Wurzeln stießen aus der harten Erde vor den Lagermauern hervor. Sie schossen aus dem Boden und packten die Männer, die von ihren Pferden gefallen waren. Sie wanden ihre bleichen Tentakel um die Menschen wie Netze, die sich um gefangene Orks schlossen. Zu Thralls Freude töteten die Orks die gefallenen Wachen nicht, als sie hilflos am Boden lagen. Stattdessen wandten sie sich anderen Zielen zu, drangen in das Lager ein und suchten nach ihren gefangenen Brüdern und Schwestern.
Eine weitere Feindeswelle stürmte heraus, Menschen zu Fuß. Die Bäume sandten ihre Wurzeln nicht ein zweites Mal aus; sie hatten alle Hilfe gegeben, die sie zu geben bereit waren. Trotz seiner Enttäuschung dankte Thrall ihnen und zermarterte sich das Gehirn, was er als nächstes tun sollte.
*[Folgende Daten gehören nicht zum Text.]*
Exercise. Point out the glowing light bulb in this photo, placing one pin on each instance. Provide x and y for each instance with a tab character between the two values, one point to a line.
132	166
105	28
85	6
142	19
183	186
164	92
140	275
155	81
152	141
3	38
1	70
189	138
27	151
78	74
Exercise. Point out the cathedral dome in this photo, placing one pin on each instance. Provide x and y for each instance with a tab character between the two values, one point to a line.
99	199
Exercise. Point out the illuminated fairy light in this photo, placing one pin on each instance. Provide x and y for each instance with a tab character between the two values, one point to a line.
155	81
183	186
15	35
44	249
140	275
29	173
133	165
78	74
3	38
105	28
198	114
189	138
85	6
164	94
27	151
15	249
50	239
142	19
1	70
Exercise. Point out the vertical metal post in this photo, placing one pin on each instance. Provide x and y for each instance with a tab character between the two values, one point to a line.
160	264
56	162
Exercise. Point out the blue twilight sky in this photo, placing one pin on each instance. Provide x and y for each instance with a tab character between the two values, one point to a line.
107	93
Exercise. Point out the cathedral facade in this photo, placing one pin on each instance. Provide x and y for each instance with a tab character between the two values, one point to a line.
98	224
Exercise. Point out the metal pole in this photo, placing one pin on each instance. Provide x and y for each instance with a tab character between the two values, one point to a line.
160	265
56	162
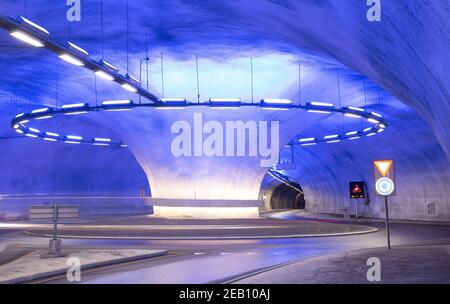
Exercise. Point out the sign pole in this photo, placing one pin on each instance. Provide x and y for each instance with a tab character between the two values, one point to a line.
387	222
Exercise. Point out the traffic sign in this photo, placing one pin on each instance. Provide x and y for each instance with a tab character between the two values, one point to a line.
384	186
357	190
384	177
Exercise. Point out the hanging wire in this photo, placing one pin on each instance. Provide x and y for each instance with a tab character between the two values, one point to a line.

Er entschied, dass er alles getan hatte, was er als Schamane zu bewirken vermochte. Jetzt war es an der Zeit als Krieger zu handeln. Thrall packte das riesige Breitschwert, das ihm Hellscream geschenkt hatte, und stürmte den Hügel hinab, um seinen Brüdern zu helfen.
Noch nie in seinem Leben hatte Lord Karramyn Langston solche Angst empfunden.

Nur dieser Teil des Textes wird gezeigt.